The new findings, however, aren’t all straightforward. In one result that remains a bit of a head-scratcher, postoperative risk of myocardial infarction (MI) in patients with preexisting AFib went in the opposite direction of risk for death and other CV outcomes, falling by almost 20%.
That is “hard to explain with the available data,” the report states, but “the use of anticoagulation, whether oral or parenteral (as a bridge therapy in the perioperative period), is a plausible explanation” given the frequent role of thrombosis in triggering MIs.
Consistent with such a mechanism, the group argues, the MI risk reduction was seen primarily among patients with AFib and a CHA2DS2-VASc score of 2 or higher – that is, those at highest risk for stroke and therefore most likely to be on oral anticoagulation. The MI risk reduction wasn’t seen in such patients with a CHA2DS2-VASc score of 0 or 1.
“I think that’s part of the explanation, that anticoagulation can reduce risk of MI. But it’s not the whole explanation,” Dr. Mentias said in an interview. If it were the sole mechanism, he said, then the same oral anticoagulation that protected against MI should have also cut the postoperative stroke risk. Yet that risk climbed 40% among patients with preexisting AFib.
The analysis started with 8.6 million Medicare patients with planned noncardiac surgery, seen from 2015 to 2019, of whom 16.4% had preexisting AFib. Propensity matching for demographics, urgency and type of surgery, CHA2DS2-VASc score, and RCRI index created two cohorts for comparison: 1.13 million patients with and 1.92 million without preexisting AFib.

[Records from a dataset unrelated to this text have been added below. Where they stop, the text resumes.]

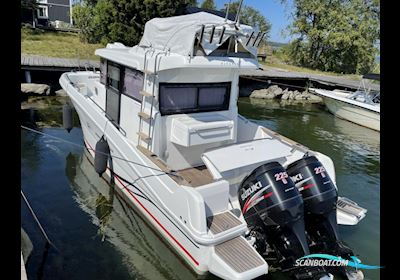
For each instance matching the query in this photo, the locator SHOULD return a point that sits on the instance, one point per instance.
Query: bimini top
(183, 34)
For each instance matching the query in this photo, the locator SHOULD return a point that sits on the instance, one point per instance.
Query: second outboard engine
(320, 198)
(273, 209)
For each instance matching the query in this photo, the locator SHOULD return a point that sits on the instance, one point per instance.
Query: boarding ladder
(144, 115)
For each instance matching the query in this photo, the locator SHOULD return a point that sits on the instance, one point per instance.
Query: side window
(113, 76)
(103, 71)
(113, 91)
(193, 98)
(133, 84)
(112, 105)
(178, 99)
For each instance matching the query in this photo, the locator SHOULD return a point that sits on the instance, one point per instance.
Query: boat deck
(239, 255)
(222, 222)
(193, 177)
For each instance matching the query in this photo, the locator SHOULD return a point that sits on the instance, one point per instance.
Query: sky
(274, 11)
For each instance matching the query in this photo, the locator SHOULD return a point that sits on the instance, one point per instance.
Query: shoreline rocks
(275, 92)
(35, 89)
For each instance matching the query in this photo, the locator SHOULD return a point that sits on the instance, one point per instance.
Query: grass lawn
(56, 44)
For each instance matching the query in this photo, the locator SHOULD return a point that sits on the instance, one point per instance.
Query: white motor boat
(161, 121)
(361, 107)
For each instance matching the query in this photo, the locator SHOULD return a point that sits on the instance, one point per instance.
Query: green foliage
(121, 20)
(335, 35)
(28, 4)
(208, 4)
(250, 16)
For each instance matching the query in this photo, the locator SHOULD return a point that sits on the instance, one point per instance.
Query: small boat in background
(361, 107)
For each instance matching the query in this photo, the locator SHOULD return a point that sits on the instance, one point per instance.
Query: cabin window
(112, 104)
(113, 76)
(103, 71)
(133, 84)
(193, 98)
(113, 91)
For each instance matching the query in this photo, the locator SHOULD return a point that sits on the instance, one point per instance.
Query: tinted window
(112, 105)
(103, 71)
(212, 97)
(113, 75)
(133, 84)
(178, 98)
(192, 98)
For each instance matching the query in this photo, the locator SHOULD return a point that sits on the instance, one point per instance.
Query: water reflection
(143, 252)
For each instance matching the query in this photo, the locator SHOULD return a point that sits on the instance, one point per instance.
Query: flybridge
(201, 34)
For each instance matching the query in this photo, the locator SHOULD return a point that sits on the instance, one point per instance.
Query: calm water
(99, 236)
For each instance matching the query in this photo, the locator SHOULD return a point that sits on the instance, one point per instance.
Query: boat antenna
(227, 11)
(238, 13)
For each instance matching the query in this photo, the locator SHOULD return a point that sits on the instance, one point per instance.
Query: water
(100, 237)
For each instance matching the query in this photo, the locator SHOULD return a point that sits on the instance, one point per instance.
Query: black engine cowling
(319, 195)
(273, 207)
(320, 198)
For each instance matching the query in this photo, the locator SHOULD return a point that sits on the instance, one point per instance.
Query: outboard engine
(320, 198)
(273, 209)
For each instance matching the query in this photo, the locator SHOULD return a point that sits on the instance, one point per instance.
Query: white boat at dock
(361, 107)
(221, 190)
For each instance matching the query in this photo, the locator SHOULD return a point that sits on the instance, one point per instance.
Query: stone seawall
(275, 92)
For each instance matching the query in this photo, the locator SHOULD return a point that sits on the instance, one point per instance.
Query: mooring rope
(37, 220)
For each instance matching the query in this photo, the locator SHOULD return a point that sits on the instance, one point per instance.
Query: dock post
(28, 76)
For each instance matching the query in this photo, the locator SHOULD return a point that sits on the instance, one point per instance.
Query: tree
(28, 8)
(121, 20)
(335, 35)
(208, 4)
(250, 16)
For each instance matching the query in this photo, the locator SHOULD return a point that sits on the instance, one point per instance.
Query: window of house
(103, 71)
(193, 98)
(133, 84)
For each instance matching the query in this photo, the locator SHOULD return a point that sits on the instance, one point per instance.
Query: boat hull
(353, 113)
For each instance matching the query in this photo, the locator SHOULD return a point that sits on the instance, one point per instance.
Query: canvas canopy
(177, 34)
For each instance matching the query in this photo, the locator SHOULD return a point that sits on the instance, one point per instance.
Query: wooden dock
(35, 62)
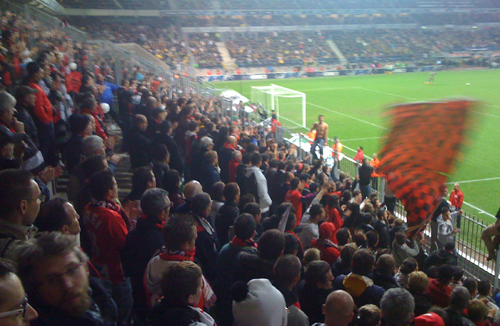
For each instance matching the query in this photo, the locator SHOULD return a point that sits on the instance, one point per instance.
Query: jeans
(321, 143)
(122, 295)
(365, 191)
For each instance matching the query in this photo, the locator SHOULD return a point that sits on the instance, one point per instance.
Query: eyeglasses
(72, 273)
(17, 312)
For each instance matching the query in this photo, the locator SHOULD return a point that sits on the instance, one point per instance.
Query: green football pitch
(353, 105)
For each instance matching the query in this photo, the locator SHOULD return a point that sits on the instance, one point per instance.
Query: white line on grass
(477, 180)
(367, 138)
(345, 115)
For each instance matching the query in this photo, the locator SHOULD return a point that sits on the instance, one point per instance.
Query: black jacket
(176, 161)
(208, 177)
(311, 299)
(140, 147)
(250, 266)
(385, 281)
(140, 246)
(224, 220)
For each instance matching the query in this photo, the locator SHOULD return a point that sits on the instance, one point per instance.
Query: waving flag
(420, 152)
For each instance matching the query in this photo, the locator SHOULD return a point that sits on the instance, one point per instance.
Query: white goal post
(269, 97)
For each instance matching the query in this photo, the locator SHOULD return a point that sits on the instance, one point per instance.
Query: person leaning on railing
(490, 239)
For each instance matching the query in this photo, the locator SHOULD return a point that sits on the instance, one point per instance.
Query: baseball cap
(429, 319)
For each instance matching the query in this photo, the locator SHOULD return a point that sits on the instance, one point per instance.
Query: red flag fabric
(420, 151)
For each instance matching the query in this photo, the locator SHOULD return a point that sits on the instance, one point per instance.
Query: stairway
(337, 51)
(227, 61)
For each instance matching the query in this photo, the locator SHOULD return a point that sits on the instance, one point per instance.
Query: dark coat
(209, 176)
(250, 266)
(384, 281)
(176, 161)
(140, 148)
(140, 246)
(312, 299)
(224, 220)
(160, 170)
(168, 315)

Preexisting AFib was associated with a higher 30-day risk for death from any cause, the primary endpoint being 8.3% versus 5.8% for those without such AFib (P < .001), for an odds ratio of 1.31 (95% confidence interval, 1.30-1.32).
Corresponding 30-day ORs for other events, all significant at P < .001, were:
- 1.31 (95% CI, 1.30-1.33) for heart failure
- 1.40 (95% CI, 1.37-1.43) for stroke
- 1.59 (95% CI, 1.43-1.75) for systemic embolism
- 1.14 (95% CI, 1.13-1.16) for major bleeding
- 0.81 (95% CI, 0.79-0.82) for MI
Those with preexisting AFib also had longer hospitalizations at a median 5 days, compared with 4 days for those without such AFib (P < .001).
The study has the limitations of most any retrospective cohort analysis. Other limitations, the report notes, include lack of information on any antiarrhythmic meds given during hospitalization or type of AFib.
For example, AFib that is permanent – compared with paroxysmal or persistent – may be associated with more atrial fibrosis, greater atrial dilatation, “and probably higher pressures inside the heart,” Dr. Mentias observed.
“That’s not always the case, but that’s the notion. So presumably people with persistent or permanent atrial fib would have more advanced heart disease, and that could imply more risk. But we did not have that kind of data.”
Dr. Mentias and Dr. Prasada report no relevant financial relationships; disclosures for the other authors are in the report. Dr. Curtis discloses serving on advisory boards for Abbott, Janssen Pharmaceuticals, Sanofi, and Milestone Pharmaceuticals; receiving honoraria for speaking from Medtronic and Zoll; and serving on a data-monitoring board for Medtronic. Dr. Korada reports he has no relevant financial relationships.
A version of this article first appeared on Medscape.com.